Konuşmanın devamı ise; "Sanmayın ki PKK'nın esas amacı, ülkemizin belirli bir bölgesinde ayrı devlet kurmaktır. Sanmayın ki FETÖ'nün temel gayesi bürokraside, iş dünyasında, eğitimde daha fazla etkin olmaktır. Sanmayın ki DEAŞ'ın tek hedefi Suriye'de ve Irak'ta, iddia ettiği gibi bir İslam Devleti kurmaktır. Asla; bu örgütlerin hiçbiri de, dışarıya karşı ifade ettikleri iddialar için mücadele etmiyorlar. Bu örgütlere sağlanan muazzam destek, onların söylemlerini hayata geçirmeleri için de verilmiyor… Bu örgütler, diğer güçlerin planlarını rahatça uygulayabilmelerini sağlamak üzere, Türkiye'yi iç meselelerine odaklamak için üzerimize salınmış birer araçtan ibarettir. Çünkü biz tarihî perspektifimizin gerektirdiği politikaları hayata geçirdiğimizde, diğerlerinin kendi planlarını uygulama şansı yoktur" şeklindeydi.

Bu ifadeler "Yeni Güvenlik Konsepti" nde de varsa, işler iyice karışmıştır demektir; vay halimize! Hemen soralım:

1) Bu güne kadar söylenenlere ve mücadelelere yanlış olmuş mu diyeceğiz? 

2) Bu hain örgütleri haçlılar kurup yönetmiyor mu?

3) Emperyalistler gibi, bu işbirlikçi örgütlerin de amacı Türkiye'yi parçalamak değil mi?

4) "Türkiye'yi iç meselelerine odaklamak için"  bundan daha korkunç bir yol olabilir mi?

5) Bu örgütlerin amaçlar için mücadele etmeleri, haçlı planlarının uygulanmasına mani mi?

6) Bu örgütler "ifade ettikleri iddiaları için mücadele etselerdi" makbul mü sayılacaklardı?

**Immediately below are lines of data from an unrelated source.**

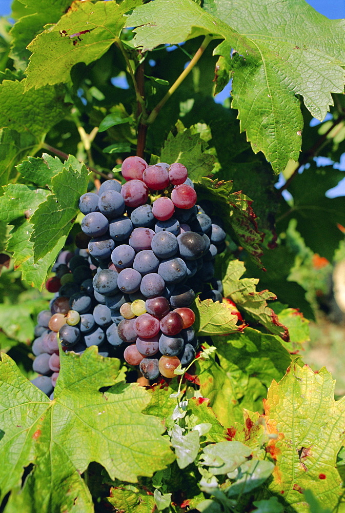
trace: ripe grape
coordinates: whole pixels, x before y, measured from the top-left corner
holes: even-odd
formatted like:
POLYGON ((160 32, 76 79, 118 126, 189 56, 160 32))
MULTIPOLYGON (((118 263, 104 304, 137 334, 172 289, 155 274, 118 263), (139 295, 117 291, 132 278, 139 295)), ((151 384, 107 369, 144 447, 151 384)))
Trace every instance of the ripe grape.
POLYGON ((143 173, 143 180, 154 190, 161 190, 169 184, 168 171, 161 166, 149 166, 143 173))
POLYGON ((144 339, 138 337, 136 339, 136 348, 139 352, 145 356, 153 356, 158 352, 159 334, 151 339, 144 339))
POLYGON ((158 319, 164 317, 169 311, 169 301, 162 296, 147 300, 145 307, 149 313, 154 315, 158 319))
POLYGON ((158 368, 162 376, 165 378, 174 378, 176 374, 174 371, 180 364, 178 358, 176 356, 162 356, 159 359, 158 368))
POLYGON ((187 168, 179 162, 172 164, 169 169, 169 177, 173 185, 181 185, 187 179, 188 172, 187 168))
POLYGON ((138 337, 152 339, 159 331, 159 321, 149 313, 143 313, 134 320, 133 327, 138 337))
POLYGON ((108 230, 109 223, 100 212, 91 212, 87 214, 82 221, 82 229, 90 237, 100 237, 108 230))
POLYGON ((194 324, 195 321, 195 314, 190 308, 175 308, 174 310, 182 318, 183 327, 189 328, 194 324))
POLYGON ((138 365, 144 356, 139 352, 135 344, 131 344, 125 349, 124 358, 130 365, 138 365))
POLYGON ((98 191, 98 195, 99 196, 102 195, 103 192, 105 192, 106 191, 116 191, 116 192, 121 192, 121 184, 117 180, 115 180, 113 179, 111 180, 106 180, 99 187, 99 190, 98 191))
POLYGON ((150 272, 143 277, 140 291, 146 298, 160 295, 165 288, 165 282, 156 272, 150 272))
POLYGON ((172 216, 175 207, 171 200, 164 196, 158 198, 152 205, 153 216, 160 221, 166 221, 172 216))
POLYGON ((147 380, 155 380, 159 375, 158 360, 156 358, 144 358, 140 362, 139 368, 147 380))
POLYGON ((158 258, 170 258, 178 250, 178 239, 170 231, 160 231, 152 239, 151 247, 158 258))
POLYGON ((98 195, 94 192, 86 192, 80 196, 79 200, 79 210, 85 215, 91 212, 98 210, 98 195))
POLYGON ((144 249, 151 249, 151 243, 155 232, 149 228, 136 228, 129 238, 129 245, 138 252, 144 249))
POLYGON ((171 199, 178 208, 191 208, 196 202, 196 192, 190 185, 177 185, 172 190, 171 199))
POLYGON ((140 180, 131 180, 123 185, 121 194, 127 207, 139 207, 149 198, 149 189, 140 180))
POLYGON ((184 322, 177 312, 169 312, 161 320, 160 325, 165 335, 177 335, 182 329, 184 322))
POLYGON ((125 159, 121 166, 122 175, 126 181, 142 180, 143 173, 147 164, 140 157, 130 156, 125 159))
POLYGON ((131 267, 123 269, 117 278, 117 286, 122 292, 127 294, 136 292, 141 281, 141 275, 138 271, 131 267))
POLYGON ((133 263, 133 269, 142 276, 150 272, 156 272, 159 261, 151 249, 144 249, 137 253, 133 263))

Bu sorular da haklılık payı yoksa, acaba Cumhurbaşkanı nerelere, niçin, nasıl bir mesaj vermek istiyor diye sormak zorundayız.

Büyümenin yolu

AKP'nin ileri gelenleri, "Millî ve Üniter devlet yapısı büyümemizi önlüyor, çağımız federasyonlar çağı" görüşündedirler. Halbuki bu doğru değildir; çağımız millî/ulusal ve üniter devletler çağıdır. Zira federasyondan millî ve üniter devlete dönüşen örnekler çoktur ama, tersi yoktur. Bu böyle de, "Lozan'da 780 bin kilometreye kaldık" diyen Cumhurbaşkanı "Yeni Güvenlik Konsepti Konferansında" şöyle konuşuyor: "Türkiye, inşâallah kendisinden büyük Türkiye'yi inşâ edecektir… Suriye ve Irak meselesi bizim için öncelikle bir bekâ meselesidir. Suriye ve Irak kaynaklı tehditleri çözmeden 2023 hedeflerimize ulaşma imkânımız bulunmuyor."  Büyümekten murat, fütuhata çıkmak olmasa gerektir. O halde ne olabilir? Sadi Koçaş'ın hatıralarında bahsettiği ABD'nin "Türkiye ile Musul'u federasyon halinde birleştirelim" teklifi önemlidir. Şimdi de, ABD'nin himayesindeki Barzani'nin, bağımsızlığın eşiğine gelen, "Kerkük ve Musul ile diğer Türkmen şehirlerinin" de içinde yer alacağı" Irak Kuzey Yerel Yönetimi ile federasyon çatısı altında birleşilemez mi? Bu birliğe, PKK saf dışı edilerek "İmralı Yol haritasındaki" gibi kurulacak "Özerk Yönetim" de dahil edilebilir. Lozan'da alamadığımız Musul halledilmiş, Türkiye büyümüş olmaz mı?

Bu durumda, büyüyen Türkiye mi, yoksa, muhtemelen "Anadolu" veya "Mezopotamya" adı verilen "Federasyon" mu olacak? Sonuçta Türkiye bölünmüş, Türk Milletinin egemenliği ve onun kurumu olan Türkiye Cumhuriyeti Devleti ortadan kalkmış olmayacak mı?